If you’re interested in the larger dynamics at work, particularly related to creative content in an online world, take a look at Clay Shirky’s recent talk at the TED offices. Useful. Thoughtful. Kinda scary, too.
Fred E. Vanosdall says
This presentation is for a very specialized audience. In order to comprehend the government’s
intervention in the organizations represented by the presenter; it should be written so it can be slowed down and thought through.
Tex says
I think his analogy of the cake shop is pretty good. But it’s sensationalist, and he still fails to explain the predicament. Have you seen the Khan explanation? It’s golden:
http://www.khanacademy.org/video/sopa-and-pipa?playlist=American+Civics
Daniel says
The truth is, the premise of the entertainment monopolies was very simple. They want to completely control the flow. Kind of makes sense for them. Not for us. The point is, distribution via the Internet is a brand new era. Let’s get to it. It will not have these billionaires who run a declining number of industries that control huge swaths of information demanding first, the power to impoverish, the power to enforce a statute as though it was their private domain… which they kind of make it…

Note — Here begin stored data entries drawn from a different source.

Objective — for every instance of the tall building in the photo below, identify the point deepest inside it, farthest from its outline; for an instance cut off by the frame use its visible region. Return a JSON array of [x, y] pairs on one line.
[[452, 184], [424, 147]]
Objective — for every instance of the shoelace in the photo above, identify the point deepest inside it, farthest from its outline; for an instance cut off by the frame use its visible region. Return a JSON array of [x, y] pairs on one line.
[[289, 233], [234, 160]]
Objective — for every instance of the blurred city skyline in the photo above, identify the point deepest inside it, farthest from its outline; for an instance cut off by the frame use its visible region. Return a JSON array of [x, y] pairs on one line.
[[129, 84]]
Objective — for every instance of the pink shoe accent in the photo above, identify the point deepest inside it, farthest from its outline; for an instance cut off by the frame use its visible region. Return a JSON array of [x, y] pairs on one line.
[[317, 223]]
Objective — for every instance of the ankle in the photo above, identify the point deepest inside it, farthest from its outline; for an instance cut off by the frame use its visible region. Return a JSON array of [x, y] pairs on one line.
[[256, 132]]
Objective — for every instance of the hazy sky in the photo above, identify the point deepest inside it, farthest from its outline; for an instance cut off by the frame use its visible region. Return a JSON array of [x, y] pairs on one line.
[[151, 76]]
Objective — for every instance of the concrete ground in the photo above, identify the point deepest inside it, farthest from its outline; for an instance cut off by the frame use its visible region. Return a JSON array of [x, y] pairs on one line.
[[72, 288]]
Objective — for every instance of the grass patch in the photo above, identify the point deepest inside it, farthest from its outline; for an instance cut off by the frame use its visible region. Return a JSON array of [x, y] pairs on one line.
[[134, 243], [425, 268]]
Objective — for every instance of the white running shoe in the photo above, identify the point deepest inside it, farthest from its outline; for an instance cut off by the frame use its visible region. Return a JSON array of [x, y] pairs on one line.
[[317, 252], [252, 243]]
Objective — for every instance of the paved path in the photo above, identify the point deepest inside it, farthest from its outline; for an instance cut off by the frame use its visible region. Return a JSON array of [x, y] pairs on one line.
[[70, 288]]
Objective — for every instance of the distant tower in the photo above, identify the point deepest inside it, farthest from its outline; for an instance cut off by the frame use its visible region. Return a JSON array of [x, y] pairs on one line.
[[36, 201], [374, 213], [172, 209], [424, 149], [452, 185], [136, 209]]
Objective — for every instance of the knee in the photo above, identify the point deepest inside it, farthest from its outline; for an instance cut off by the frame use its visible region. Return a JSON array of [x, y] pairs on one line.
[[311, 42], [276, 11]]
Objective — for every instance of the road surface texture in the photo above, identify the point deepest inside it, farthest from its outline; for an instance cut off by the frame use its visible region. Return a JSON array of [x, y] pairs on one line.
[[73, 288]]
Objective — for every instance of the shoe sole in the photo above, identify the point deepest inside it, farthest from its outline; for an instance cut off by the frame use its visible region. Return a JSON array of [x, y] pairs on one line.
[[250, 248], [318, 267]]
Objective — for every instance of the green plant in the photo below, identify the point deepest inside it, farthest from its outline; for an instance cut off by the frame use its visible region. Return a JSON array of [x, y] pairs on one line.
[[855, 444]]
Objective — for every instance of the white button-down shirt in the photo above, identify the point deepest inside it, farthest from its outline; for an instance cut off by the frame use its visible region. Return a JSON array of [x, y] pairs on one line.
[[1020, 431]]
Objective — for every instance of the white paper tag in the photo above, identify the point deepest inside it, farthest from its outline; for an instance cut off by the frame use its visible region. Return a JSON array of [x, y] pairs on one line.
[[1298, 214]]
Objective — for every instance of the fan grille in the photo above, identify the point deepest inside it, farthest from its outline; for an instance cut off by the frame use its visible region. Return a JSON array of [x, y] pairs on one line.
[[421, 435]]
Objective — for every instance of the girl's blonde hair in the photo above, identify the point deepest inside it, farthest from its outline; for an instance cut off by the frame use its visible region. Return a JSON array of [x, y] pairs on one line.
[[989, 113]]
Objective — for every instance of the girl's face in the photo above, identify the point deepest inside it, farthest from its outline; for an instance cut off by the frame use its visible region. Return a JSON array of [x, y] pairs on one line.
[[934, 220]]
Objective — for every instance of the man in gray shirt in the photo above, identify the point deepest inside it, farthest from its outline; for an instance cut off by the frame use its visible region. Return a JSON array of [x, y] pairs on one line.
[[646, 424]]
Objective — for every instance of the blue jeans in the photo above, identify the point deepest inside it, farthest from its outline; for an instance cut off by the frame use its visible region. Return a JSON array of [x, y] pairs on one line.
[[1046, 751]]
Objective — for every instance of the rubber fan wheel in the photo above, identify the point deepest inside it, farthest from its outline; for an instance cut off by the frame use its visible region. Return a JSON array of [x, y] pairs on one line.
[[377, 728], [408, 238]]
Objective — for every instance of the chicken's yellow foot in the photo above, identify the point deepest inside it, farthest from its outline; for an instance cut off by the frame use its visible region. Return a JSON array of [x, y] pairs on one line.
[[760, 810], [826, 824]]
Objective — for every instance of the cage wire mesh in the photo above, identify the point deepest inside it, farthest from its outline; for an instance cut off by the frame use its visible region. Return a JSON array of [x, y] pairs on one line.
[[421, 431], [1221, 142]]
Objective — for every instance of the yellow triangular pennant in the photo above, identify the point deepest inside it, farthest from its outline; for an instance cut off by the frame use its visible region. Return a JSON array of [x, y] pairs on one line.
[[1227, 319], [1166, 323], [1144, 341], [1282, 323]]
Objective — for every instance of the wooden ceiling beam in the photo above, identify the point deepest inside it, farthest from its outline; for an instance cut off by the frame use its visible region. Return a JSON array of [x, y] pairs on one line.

Our copyrights need to be reexamined. They have been growing to longer and longer periods, for less and less durable reasons. If the author is alive, in some way he should be paid even after the initial publishing. A database of copyrights should be kept by legislation and authors should be a small royalty paid by e-money for each time someone reads it.
The thing is, these barons of media are worse than clueless. This industry will reshape, and I want it reshaped by the greatest distribution system yet devised: the Internet.
Despite their monopoly in state-of-the-art broadcast equipment which made the TV industry a “license to print money” for the entire postwar period now, there’s no guarantee of it continuing. On the contrary, these barons, in 20 years, will have adapted their business models to the Internet, or they will be dead.